Kind of a cut-up
This New Yorker’s obsession is either shear madness or a load of fun. Take a look and see for yourself
T ALK about your cutting-edge exhibitions: Harley Spiller’s showing off his scissors. Some 200 of the 800 he owns — from the flimsy metal ones that pinched your fingers in grade school, to some awesome Korean choppers — are encased in the lobby of NoMad’s Ace Hotel New York, as part of this weekend’s Outsider Art Fair.
Since when is a self-billed “Inspector Collector” an “outsider artist”?
“His artistry is his collecting,” says Andrew Edlin, head of Wide Open Arts, which oversees the fair. “Harley’s a guy who sees beauty and intrigue in things others would deem mundane or uninteresting. He’s radically individual.”

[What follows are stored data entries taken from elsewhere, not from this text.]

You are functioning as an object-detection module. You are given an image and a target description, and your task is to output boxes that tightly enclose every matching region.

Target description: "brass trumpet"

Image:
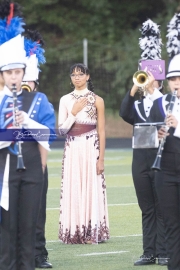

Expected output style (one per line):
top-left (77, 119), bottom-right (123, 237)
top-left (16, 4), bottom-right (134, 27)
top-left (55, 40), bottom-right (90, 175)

top-left (21, 83), bottom-right (32, 92)
top-left (133, 70), bottom-right (149, 88)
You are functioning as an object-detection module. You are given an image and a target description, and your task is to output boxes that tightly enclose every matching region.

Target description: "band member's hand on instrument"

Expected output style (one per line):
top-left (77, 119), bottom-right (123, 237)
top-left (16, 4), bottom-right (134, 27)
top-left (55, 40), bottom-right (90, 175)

top-left (96, 159), bottom-right (104, 175)
top-left (158, 126), bottom-right (169, 139)
top-left (15, 110), bottom-right (25, 125)
top-left (166, 114), bottom-right (178, 128)
top-left (146, 71), bottom-right (156, 94)
top-left (71, 97), bottom-right (87, 116)
top-left (130, 84), bottom-right (139, 97)
top-left (14, 111), bottom-right (31, 127)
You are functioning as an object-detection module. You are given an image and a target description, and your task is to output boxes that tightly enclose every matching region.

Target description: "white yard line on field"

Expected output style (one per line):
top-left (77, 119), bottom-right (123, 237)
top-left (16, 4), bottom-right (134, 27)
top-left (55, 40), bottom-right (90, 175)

top-left (48, 173), bottom-right (131, 177)
top-left (46, 203), bottom-right (138, 210)
top-left (48, 188), bottom-right (61, 190)
top-left (48, 159), bottom-right (62, 162)
top-left (113, 234), bottom-right (142, 238)
top-left (47, 157), bottom-right (125, 162)
top-left (108, 203), bottom-right (137, 206)
top-left (48, 185), bottom-right (133, 190)
top-left (105, 164), bottom-right (129, 166)
top-left (77, 251), bottom-right (129, 256)
top-left (106, 174), bottom-right (131, 176)
top-left (48, 157), bottom-right (126, 162)
top-left (105, 157), bottom-right (123, 160)
top-left (107, 186), bottom-right (133, 188)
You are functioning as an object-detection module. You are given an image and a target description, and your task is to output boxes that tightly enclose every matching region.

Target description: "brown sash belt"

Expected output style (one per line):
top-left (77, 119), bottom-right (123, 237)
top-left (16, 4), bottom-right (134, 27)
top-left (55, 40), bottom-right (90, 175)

top-left (67, 123), bottom-right (96, 136)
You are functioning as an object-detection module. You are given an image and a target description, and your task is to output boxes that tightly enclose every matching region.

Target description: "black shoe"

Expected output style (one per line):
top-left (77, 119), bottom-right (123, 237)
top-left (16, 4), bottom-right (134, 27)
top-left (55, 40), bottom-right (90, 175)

top-left (134, 255), bottom-right (156, 266)
top-left (35, 255), bottom-right (53, 268)
top-left (157, 257), bottom-right (168, 266)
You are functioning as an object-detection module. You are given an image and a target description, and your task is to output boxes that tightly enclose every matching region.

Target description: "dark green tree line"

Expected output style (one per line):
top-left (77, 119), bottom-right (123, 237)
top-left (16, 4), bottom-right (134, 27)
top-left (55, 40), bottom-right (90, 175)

top-left (14, 0), bottom-right (180, 110)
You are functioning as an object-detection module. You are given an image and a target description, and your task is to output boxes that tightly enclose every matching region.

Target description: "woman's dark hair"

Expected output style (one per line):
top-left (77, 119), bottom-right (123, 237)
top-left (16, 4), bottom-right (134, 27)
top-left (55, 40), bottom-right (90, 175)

top-left (158, 80), bottom-right (164, 93)
top-left (70, 63), bottom-right (94, 92)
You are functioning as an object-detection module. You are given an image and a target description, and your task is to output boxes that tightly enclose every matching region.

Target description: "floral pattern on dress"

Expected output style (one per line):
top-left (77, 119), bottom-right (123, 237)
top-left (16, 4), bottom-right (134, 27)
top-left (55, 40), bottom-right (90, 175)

top-left (59, 217), bottom-right (109, 244)
top-left (71, 91), bottom-right (97, 121)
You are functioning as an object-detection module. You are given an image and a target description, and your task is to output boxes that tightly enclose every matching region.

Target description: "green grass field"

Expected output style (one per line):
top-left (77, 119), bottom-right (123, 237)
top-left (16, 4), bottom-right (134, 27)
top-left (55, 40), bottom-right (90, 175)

top-left (42, 148), bottom-right (163, 270)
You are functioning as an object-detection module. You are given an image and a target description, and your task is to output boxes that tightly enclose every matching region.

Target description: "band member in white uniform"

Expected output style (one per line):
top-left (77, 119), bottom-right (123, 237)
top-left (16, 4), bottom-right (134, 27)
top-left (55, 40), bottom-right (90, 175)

top-left (148, 13), bottom-right (180, 270)
top-left (120, 19), bottom-right (167, 266)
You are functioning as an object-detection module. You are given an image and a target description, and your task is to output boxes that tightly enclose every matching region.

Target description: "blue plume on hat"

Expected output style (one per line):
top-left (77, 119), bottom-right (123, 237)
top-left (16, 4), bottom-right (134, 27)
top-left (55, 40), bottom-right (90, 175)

top-left (0, 1), bottom-right (25, 46)
top-left (24, 37), bottom-right (46, 65)
top-left (23, 30), bottom-right (46, 82)
top-left (0, 17), bottom-right (25, 45)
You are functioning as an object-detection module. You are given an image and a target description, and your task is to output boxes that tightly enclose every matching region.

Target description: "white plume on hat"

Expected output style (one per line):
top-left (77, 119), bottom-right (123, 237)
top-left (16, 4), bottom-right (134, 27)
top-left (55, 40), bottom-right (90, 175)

top-left (23, 30), bottom-right (46, 83)
top-left (166, 13), bottom-right (180, 78)
top-left (139, 19), bottom-right (162, 60)
top-left (0, 34), bottom-right (26, 71)
top-left (23, 54), bottom-right (39, 82)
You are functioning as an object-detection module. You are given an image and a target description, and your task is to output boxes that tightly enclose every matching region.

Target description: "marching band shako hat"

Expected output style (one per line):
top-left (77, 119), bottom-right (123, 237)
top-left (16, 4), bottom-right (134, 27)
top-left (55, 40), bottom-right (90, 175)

top-left (23, 30), bottom-right (46, 83)
top-left (166, 13), bottom-right (180, 78)
top-left (0, 0), bottom-right (26, 71)
top-left (0, 34), bottom-right (26, 71)
top-left (166, 54), bottom-right (180, 78)
top-left (23, 54), bottom-right (39, 82)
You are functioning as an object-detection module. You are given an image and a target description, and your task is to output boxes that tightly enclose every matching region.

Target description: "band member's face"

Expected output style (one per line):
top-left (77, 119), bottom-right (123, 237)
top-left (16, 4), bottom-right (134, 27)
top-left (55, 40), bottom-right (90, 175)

top-left (168, 76), bottom-right (180, 96)
top-left (2, 68), bottom-right (24, 91)
top-left (70, 67), bottom-right (89, 90)
top-left (152, 80), bottom-right (159, 89)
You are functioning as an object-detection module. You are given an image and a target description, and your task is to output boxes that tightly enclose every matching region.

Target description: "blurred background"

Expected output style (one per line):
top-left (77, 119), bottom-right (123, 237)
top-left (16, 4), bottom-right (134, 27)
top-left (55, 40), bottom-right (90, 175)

top-left (17, 0), bottom-right (180, 138)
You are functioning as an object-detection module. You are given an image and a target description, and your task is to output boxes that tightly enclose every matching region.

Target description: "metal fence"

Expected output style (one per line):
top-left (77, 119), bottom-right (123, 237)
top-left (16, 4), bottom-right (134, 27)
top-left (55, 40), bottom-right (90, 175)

top-left (39, 39), bottom-right (136, 112)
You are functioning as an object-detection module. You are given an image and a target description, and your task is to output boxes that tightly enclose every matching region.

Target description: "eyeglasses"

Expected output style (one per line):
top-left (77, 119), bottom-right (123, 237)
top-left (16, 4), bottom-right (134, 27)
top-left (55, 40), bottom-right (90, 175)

top-left (70, 73), bottom-right (85, 78)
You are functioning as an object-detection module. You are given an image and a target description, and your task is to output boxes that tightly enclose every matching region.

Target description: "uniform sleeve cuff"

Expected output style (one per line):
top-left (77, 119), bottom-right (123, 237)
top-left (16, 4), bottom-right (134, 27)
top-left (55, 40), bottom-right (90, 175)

top-left (173, 121), bottom-right (180, 138)
top-left (149, 88), bottom-right (162, 102)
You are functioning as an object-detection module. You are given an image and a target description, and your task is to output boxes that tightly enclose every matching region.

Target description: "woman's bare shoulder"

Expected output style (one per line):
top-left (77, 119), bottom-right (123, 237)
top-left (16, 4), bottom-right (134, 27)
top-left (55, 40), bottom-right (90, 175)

top-left (95, 95), bottom-right (104, 107)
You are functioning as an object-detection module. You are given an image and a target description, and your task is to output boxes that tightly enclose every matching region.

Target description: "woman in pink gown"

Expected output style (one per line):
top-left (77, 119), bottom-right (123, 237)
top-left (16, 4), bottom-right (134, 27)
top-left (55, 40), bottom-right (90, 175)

top-left (58, 63), bottom-right (109, 244)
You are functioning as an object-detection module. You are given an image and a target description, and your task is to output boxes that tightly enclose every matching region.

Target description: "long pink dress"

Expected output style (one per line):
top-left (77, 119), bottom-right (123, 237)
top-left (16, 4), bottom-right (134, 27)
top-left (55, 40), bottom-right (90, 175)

top-left (58, 88), bottom-right (109, 244)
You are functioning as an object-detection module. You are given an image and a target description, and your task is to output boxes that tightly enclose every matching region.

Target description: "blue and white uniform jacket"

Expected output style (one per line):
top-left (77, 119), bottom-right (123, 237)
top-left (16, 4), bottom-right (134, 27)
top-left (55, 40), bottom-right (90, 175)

top-left (0, 86), bottom-right (56, 211)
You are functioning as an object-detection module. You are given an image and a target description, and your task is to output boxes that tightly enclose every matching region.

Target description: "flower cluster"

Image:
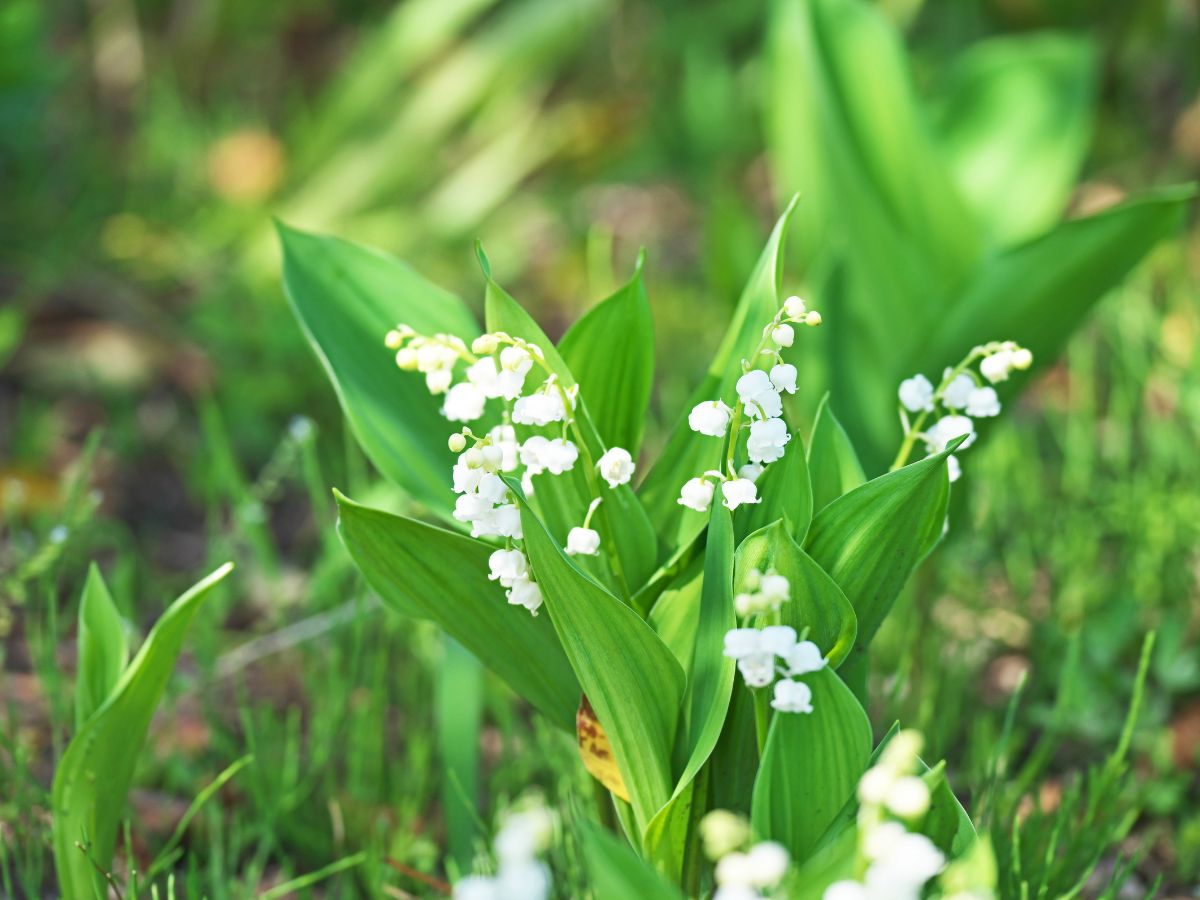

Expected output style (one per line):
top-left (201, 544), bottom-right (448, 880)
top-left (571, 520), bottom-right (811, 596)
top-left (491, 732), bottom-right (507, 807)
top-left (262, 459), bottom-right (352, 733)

top-left (700, 810), bottom-right (791, 900)
top-left (678, 296), bottom-right (819, 513)
top-left (453, 804), bottom-right (556, 900)
top-left (822, 731), bottom-right (945, 900)
top-left (389, 323), bottom-right (640, 616)
top-left (895, 341), bottom-right (1032, 481)
top-left (722, 567), bottom-right (826, 714)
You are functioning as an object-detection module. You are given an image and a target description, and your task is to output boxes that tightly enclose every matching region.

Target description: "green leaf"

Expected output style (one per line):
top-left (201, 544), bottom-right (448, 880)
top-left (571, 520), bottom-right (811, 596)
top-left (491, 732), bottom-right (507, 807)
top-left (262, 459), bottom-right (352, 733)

top-left (736, 426), bottom-right (813, 542)
top-left (279, 224), bottom-right (481, 517)
top-left (751, 668), bottom-right (872, 863)
top-left (921, 760), bottom-right (978, 859)
top-left (515, 488), bottom-right (684, 833)
top-left (921, 186), bottom-right (1197, 381)
top-left (644, 495), bottom-right (738, 878)
top-left (647, 556), bottom-right (705, 670)
top-left (579, 818), bottom-right (684, 900)
top-left (558, 257), bottom-right (655, 455)
top-left (735, 521), bottom-right (857, 669)
top-left (933, 33), bottom-right (1097, 246)
top-left (483, 265), bottom-right (660, 596)
top-left (74, 563), bottom-right (128, 731)
top-left (766, 0), bottom-right (979, 283)
top-left (638, 199), bottom-right (798, 543)
top-left (334, 492), bottom-right (580, 729)
top-left (805, 449), bottom-right (953, 644)
top-left (53, 563), bottom-right (234, 899)
top-left (806, 394), bottom-right (866, 515)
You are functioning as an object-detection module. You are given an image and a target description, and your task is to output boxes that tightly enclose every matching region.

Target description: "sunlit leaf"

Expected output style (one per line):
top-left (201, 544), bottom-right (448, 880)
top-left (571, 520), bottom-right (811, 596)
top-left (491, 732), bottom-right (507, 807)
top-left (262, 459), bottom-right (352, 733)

top-left (805, 448), bottom-right (953, 644)
top-left (751, 668), bottom-right (871, 863)
top-left (806, 394), bottom-right (866, 515)
top-left (280, 224), bottom-right (480, 517)
top-left (558, 257), bottom-right (655, 456)
top-left (516, 487), bottom-right (684, 833)
top-left (53, 563), bottom-right (234, 899)
top-left (335, 491), bottom-right (580, 729)
top-left (736, 427), bottom-right (813, 542)
top-left (580, 818), bottom-right (684, 900)
top-left (74, 563), bottom-right (127, 730)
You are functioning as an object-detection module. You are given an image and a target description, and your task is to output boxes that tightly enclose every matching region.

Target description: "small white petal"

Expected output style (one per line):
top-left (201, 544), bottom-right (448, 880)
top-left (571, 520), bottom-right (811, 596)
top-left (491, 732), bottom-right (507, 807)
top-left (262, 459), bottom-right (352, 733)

top-left (898, 374), bottom-right (935, 413)
top-left (566, 526), bottom-right (601, 556)
top-left (770, 679), bottom-right (813, 714)
top-left (678, 477), bottom-right (715, 512)
top-left (596, 447), bottom-right (635, 488)
top-left (722, 478), bottom-right (760, 510)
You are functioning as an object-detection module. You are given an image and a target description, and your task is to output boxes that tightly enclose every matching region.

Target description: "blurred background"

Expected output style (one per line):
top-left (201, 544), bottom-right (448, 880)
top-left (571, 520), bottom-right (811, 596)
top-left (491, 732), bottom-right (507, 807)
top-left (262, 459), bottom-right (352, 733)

top-left (2, 0), bottom-right (1198, 896)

This radical individual, now a 58-year-old arts administrator at downtown’s nonprofit Franklin Furnace, grew up in Buffalo, NY. His parents owned a sales promotion company, and their home was full of tchotchkes, from plastic foodstuffs to fake dynamite. As a boy, he started collecting pennies before graduating to pencils and football cards. He wasn’t interested in great players — just the ones with the best names, such as Jan Stenerud, Cookie Gilchrist.
But when he hit his teens, he stopped. “It was uncool,” he says. “You couldn’t get a girl by showing her your Emerson Boozer!”
That craving to collect returned in 1981 when he moved to the Upper West Side to work as a museum curator. One night, he heard a soft “shh” at the door and froze, thinking he was being robbed. Turns out, it was a Chinese takeout menu. Spiller, who never knew squid was a food, was smitten. He started collecting menus, and in 2016 sold some 10,000 of them for $40,000 to the University of Toronto. (Canadian academics, it seems, are tracing the history of Chinese food in America.)
But while menus can fit in a shoebox, other Spiller collections — magnets, neckties, bottles, objects that sound like Harley Spiller (such as an autograph from Phyllis Diller) — can’t. Which is why Spiller, who in 2006 married sculptor Micki Watanabe, keeps a place in Queens that he calls the Museum of Choking Hazards.
“My wife says, ‘Don’t bring anything in the house! Nothing more in the house!’ ” Spiller says of the Upper East Side studio they share with their 9-year-old son, Hiro. And so he often donates his collections, as he did his trove of Mr. T memorabilia, now housed at the DuSable Museum of African American History in Chicago, the actor’s hometown.
You don’t need to be rich to be a collector, says Spiller, a roving professor who teaches what he calls “storytelling with objects.” Much of what he collects is free, or otherwise considered unimportant — but not to him. And the scissors show he calls “Scixibit” is a cut above anything he’s shown before: Since it’s in a hotel lobby, it’s open 24 hours a day.
“Nobody’s got an excuse for missing it!” he says.
Outsider Art Fair runs through Sunday at the Metropolitan Pavilion. 125 W. 18th St.; Outsider ArtFair.com. “Scixibit” runs through Jan. 31 at the Ace Hotel New York, 20 W. 29th St.